Economy Watch: FOMC Uncertain About Economy

The Federal Open Market Committee isn't concerned with the economy currently, but is uncertain about what's ahead.

The Federal Open Market Committee released the minutes from its Jan. 26-27 meeting on Wednesday, and it them the Fed appeared to be not overly concerned about the recent wobbles in the world economy, but nevertheless uncertain about what’s ahead. Or so the minutes seemed to say, since interpreting them is always something of a guessing game. “In assessing the medium-term outlook, participants discussed the extent to which the recent turbulence in global financial markets might restrain U.S. economic activity,” the minutes noted.

The minutes went on: “While acknowledging the possible adverse effects of the tightening of financial conditions that had occurred, most policymakers thought that the extent to which tighter conditions would persist and what that might imply for the outlook were unclear, and they therefore judged that it was premature to alter appreciably their assessment of the medium-term economic outlook.”

The FOMC did acknowledge that global financial market conditions deteriorated sharply in January, as recent developments in Chinese financial markets and the further decrease in crude oil prices appeared to increase concerns about global economic growth.
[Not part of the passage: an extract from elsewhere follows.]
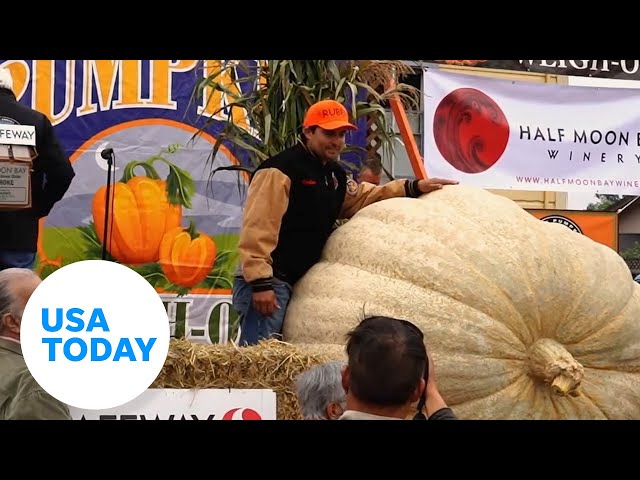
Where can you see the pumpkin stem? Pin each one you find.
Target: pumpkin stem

For the foreseeable future, then, it’s likely that interest rates aren’t going up anywhere: “Market expectations for the policy rates of major foreign central banks, which had risen somewhat after the December FOMC meeting, ended the period lower,” the Fed said.

The Fed minutes also noted that credit continued to be broadly available in the commercial real estate sector. “The growth of CRE loans on banks’ balance sheets remained strong in the fourth quarter, and issuance of CMBS continued at a robust pace in December,” the minutes said. “However, a moderate net percentage of banks reported… that they had tightened standards on CRE loans during the fourth quarter, and credit spreads in CMBS markets continued to widen over the intermeeting period.”